Or it could be made up of geological and physiographical formations which constitute the habitat of threatened species of animals and plants of outstanding universal value from the point of view of science, conservation or natural beauty. It could also include such areas which are precisely delineated.

Funding

Article 15 establishes a fund called the World Heritage Fund. However, Article 25 of the Convention requires as a general rule for only part of the cost of the necessary work to be borne by the international community. A substantial part of the cost should be borne by the state benefiting from the assistance unless its resources do not permit this.

Like all other international conventions, the convention that was passed in 1972 came into effect three months after the deposit of the 20th instrument of ratification. Though adopted in 1972, Malaysia only acceded to the convention in 1988.

Whilst Malaysians rejoice over the status conferred on the two sites, it would be relevant to note that as at the end of 2007, there were 878 sites designated as world heritage sites. Of these 679 are cultural sites, 174 natural sites and 25 mixed sites.

These heritage sites are to be found in 146 countries. In Malaysia, Penang and Malacca are not the first to be so recognised. The Gunung Mulu Natural Park in Sarawak and the Kinabalu Park in Sabah were designated World Heritage Sites in 2000. The sites in Sabah and Sarawak come under the Natural Heritage Category, while the latest listing of George Town and Malacca come under the Cultural Category.

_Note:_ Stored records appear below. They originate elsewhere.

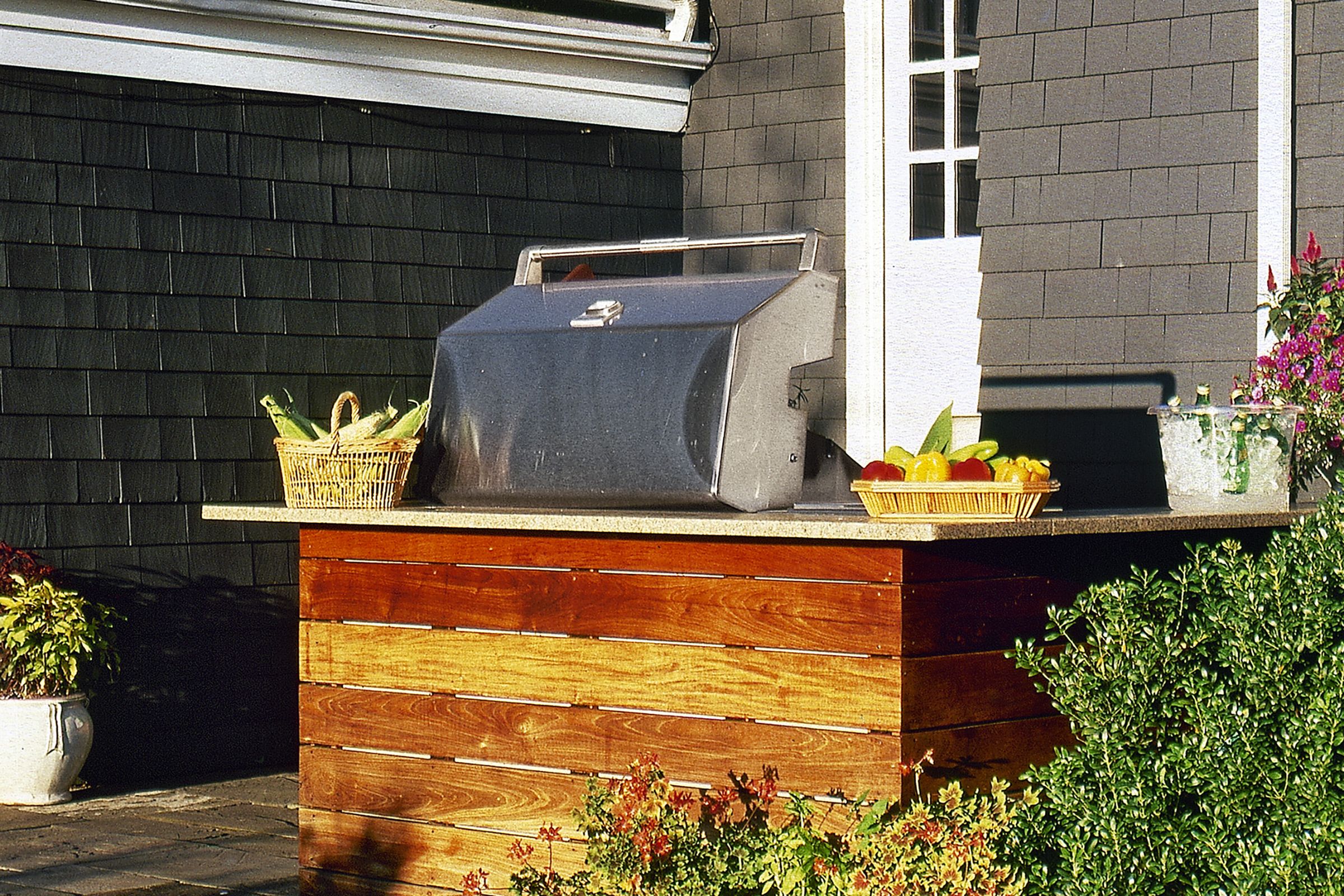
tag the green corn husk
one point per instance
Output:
(408, 426)
(290, 425)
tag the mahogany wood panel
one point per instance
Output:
(586, 740)
(788, 558)
(438, 790)
(736, 683)
(976, 754)
(815, 615)
(976, 614)
(412, 852)
(510, 800)
(967, 688)
(327, 883)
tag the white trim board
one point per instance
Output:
(1275, 151)
(368, 52)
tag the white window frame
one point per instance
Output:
(902, 363)
(447, 54)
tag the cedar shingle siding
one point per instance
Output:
(1119, 223)
(765, 150)
(170, 254)
(1320, 125)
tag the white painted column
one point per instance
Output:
(1275, 170)
(865, 230)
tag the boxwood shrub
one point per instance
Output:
(1208, 708)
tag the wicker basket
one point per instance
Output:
(354, 473)
(953, 501)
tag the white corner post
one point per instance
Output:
(865, 225)
(1275, 169)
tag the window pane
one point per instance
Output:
(926, 217)
(968, 199)
(968, 15)
(926, 112)
(925, 30)
(968, 109)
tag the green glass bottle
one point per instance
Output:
(1206, 416)
(1237, 476)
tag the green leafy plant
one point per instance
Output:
(1208, 708)
(1305, 366)
(52, 638)
(1312, 293)
(644, 839)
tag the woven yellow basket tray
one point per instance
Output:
(354, 473)
(953, 501)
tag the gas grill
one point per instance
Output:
(627, 391)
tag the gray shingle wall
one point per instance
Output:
(765, 148)
(1319, 140)
(170, 254)
(1117, 210)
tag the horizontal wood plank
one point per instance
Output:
(846, 561)
(976, 614)
(736, 683)
(967, 688)
(976, 754)
(854, 618)
(438, 790)
(328, 883)
(810, 760)
(412, 852)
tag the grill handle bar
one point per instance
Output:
(530, 260)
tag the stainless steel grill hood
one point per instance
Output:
(628, 393)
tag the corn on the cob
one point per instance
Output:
(367, 426)
(290, 425)
(409, 423)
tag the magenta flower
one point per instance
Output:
(1312, 253)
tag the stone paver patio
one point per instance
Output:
(236, 836)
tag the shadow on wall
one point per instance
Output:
(207, 684)
(1105, 457)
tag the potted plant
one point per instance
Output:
(52, 640)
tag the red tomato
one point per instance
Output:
(973, 470)
(882, 470)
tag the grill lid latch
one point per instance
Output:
(600, 314)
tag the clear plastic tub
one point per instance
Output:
(1207, 469)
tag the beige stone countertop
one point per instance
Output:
(820, 524)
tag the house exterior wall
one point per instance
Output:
(170, 254)
(1117, 207)
(1319, 132)
(764, 150)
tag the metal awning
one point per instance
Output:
(475, 57)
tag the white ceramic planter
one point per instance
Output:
(44, 745)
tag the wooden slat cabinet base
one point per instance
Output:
(459, 688)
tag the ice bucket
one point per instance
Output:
(1226, 459)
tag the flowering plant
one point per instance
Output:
(1311, 293)
(50, 636)
(644, 839)
(1307, 363)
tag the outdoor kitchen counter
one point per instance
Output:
(827, 645)
(774, 524)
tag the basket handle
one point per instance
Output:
(354, 410)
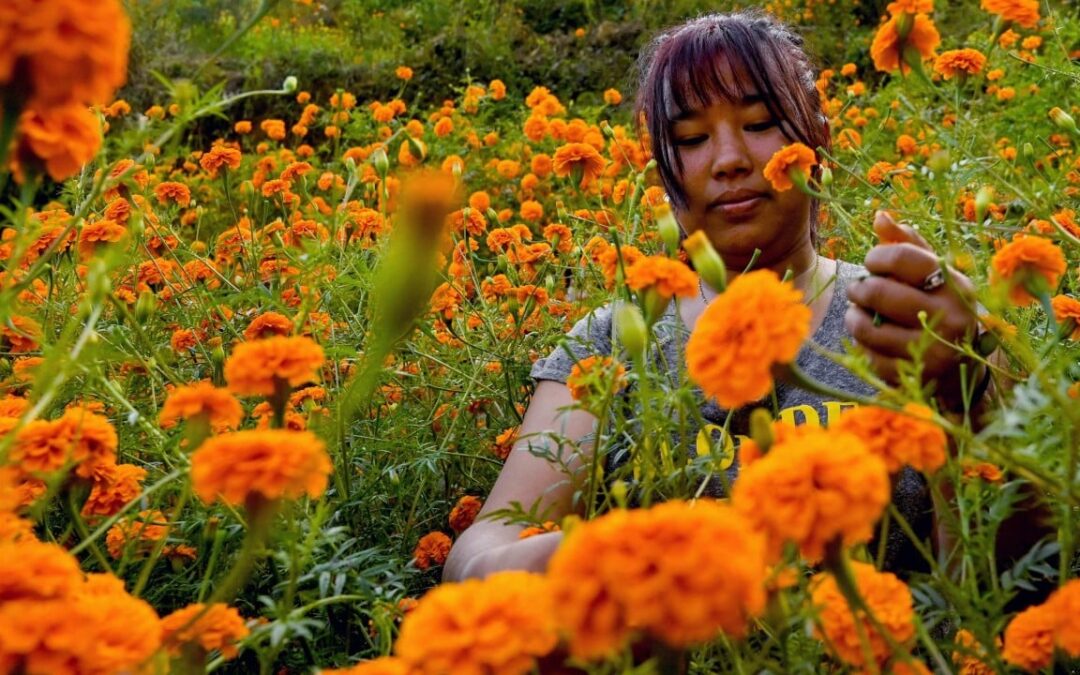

The earliest sites to be designated are to be found in Canada, Ecuador, Ethiopia, Germany, Senegal, and the United States. It started in 1978 and by the end of the following year, 50 sites had been designated in these countries. Over the years the number has grown.

Of course, this is not to say that without the Convention, our country would not be interested in preserving and recognising such sites. At the domestic level there is legislation to achieve at least in part similar objectives. This is made possible by the Antiquities Act 1976.

It is an Act to provide for the control and preservation of, and research into ancient and historical monuments, archaeological sites and remains, antiquities and historical objects and to regulate dealings in and export of antiquities and historical objects. Specific activities are also prohibited in relation to such sites.

Our country may not need funding assistance as envisioned in the Convention. However, being designated a World Heritage Site gives the site a stamp of approval which would attract international attention and boost the country’s efforts to promote tourism. In any event, it would at least reflect our interest in participating in the universal effort to preserve heritage.